PET scan shows widowhood can up Alzheimer's risk: study

February 28, 2020
by Thomas Dworetzky, Contributing Reporter
PET scans have shown that widowhood could boost Alzheimer's risks, according to a study by researchers from Brigham and Women's Hospital and Massachusetts General Hospital, published in the journal JAMA Network Open.

“Cognitively unimpaired, widowed older adults were particularly susceptible to Alzheimer's disease clinical progression,” the study concluded, calling widowhood “an understudied risk.”

Being married tends to further social engagement and emotional support, both known cognitive-decline fighters, according to senior author Dr. Nancy Donovan, of the Division of Geriatric Psychiatry at the Brigham and Women's Hospital, adding that beyond the loss of the social and emotional connections, the “loss of a spouse is a highly stressful life event which can have deleterious effects on the brain.”

The study used PET scans to measure β-amyloid levels in 260 cognitively unimpaired adults ages 62 to 89 — 153 women and 107 men — separated into married, widowed and unmarried groups.

No difference was found in brain functioning of the married and unmarried, but widows had more cognitive decline regardless of other factors such as age, socioeconomics or mental status — “being widowed was associated with accelerated β-amyloid–related cognitive decline during 3 years,” the study found.

The research suggests that the physiological impact of widowhood warrants further investigation.

“Our findings also suggest that researchers engaged in Alzheimer's disease prevention trials may want to pay particular attention to widowed older adults to tailor interventions for this especially susceptible group of patients,” advised the researchers.

PET scans used for Alzheimer's diagnosis were in the news in late January, when Alzheimer's researchers and patient advocates gathered in Washington for a briefing in support passage of the Medicare Diagnostic Radiopharmaceutical Payment Equity Act of 2019, also known as H.R. 3772, which would expand patient access to amyloid PET imaging for diagnosing, researching and treating Alzheimer's.

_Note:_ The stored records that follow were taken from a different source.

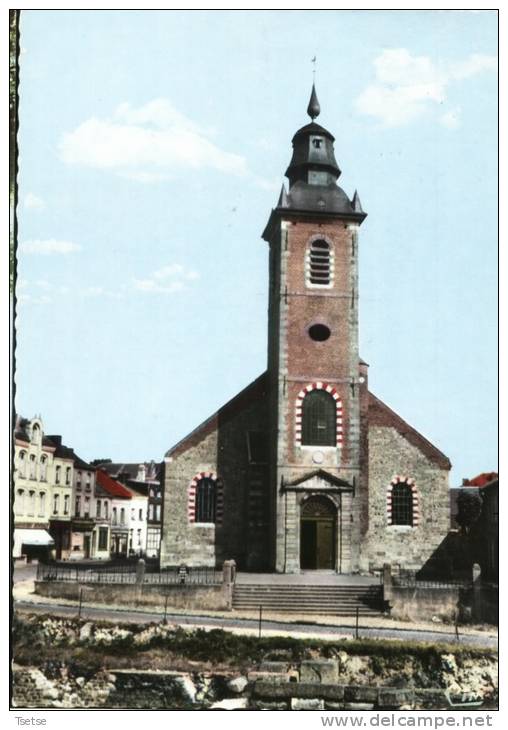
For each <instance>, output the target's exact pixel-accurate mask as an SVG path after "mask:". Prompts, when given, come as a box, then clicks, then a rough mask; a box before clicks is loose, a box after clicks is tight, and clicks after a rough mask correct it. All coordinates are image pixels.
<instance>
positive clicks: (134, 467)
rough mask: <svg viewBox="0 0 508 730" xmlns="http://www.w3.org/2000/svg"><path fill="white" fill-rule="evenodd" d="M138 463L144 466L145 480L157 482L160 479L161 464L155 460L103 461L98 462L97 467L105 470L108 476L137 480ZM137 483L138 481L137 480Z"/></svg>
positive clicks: (104, 470) (136, 480) (145, 481)
mask: <svg viewBox="0 0 508 730" xmlns="http://www.w3.org/2000/svg"><path fill="white" fill-rule="evenodd" d="M140 464H144V465H145V467H146V479H145V480H144V481H145V482H157V481H160V472H161V466H162V465H161V464H160V462H155V461H153V460H152V461H144V462H143V461H136V462H130V463H127V462H123V463H121V462H112V461H111V462H104V463H103V464H99V465H98V468H99V469H103V470H104V471H106V472H107V473H108V474H109V475H110V476H112V477H115V478H116V479H119V478H120V477H123V478H125V479H127V480H132V481H138V480H137V479H136V477H137V475H138V472H139V466H140ZM138 483H140V482H139V481H138Z"/></svg>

The briefing was hosted by the Medical Imaging and Technology Alliance (MITA), along with the Council on Radionuclides and Radiopharmaceuticals Inc. (CORAR), and the Society of Nuclear Medicine and Molecular Imaging (SNMMI).

Geri Taylor, a healthcare executive with Alzheimer's, who advocates for increased participation in Alzheimer's clinical trials, spoke about participating in a clinical trial for the drug Biogen, after a confirmed diagnosis with an amyloid PET scan.

"When the PET results were positive, I knew definitively I had Alzheimer's," Geri Taylor, a healthcare executive with Alzheimer's and advocate for greater Alzheimer's drug trials participation, explained, noting that, “the daily uncertainty of my life was resolved. Only individuals with positive PET scans were admitted to clinical trials. Before, they were admitted only based on symptoms. We now know the results of older trials were corrupted by participants who didn't actually have the disease.”

This latest study is not the only one to look at the links between married status and dementia risk. In 2018, a meta-analysis by U.K. and European researchers of 15 studies, published in the British Medical Journal, found that “being married is associated with reduced risk of dementia [compared with] widowed and lifelong single people, who are also underdiagnosed in routine clinical practice,” as noted by first author Dr. Andrew Summerlad of the University College London Division of Psychiatry, adding that, “dementia prevention in unmarried people should focus on education and physical health, and should consider the possible effect of social engagement as a modifiable risk factor.”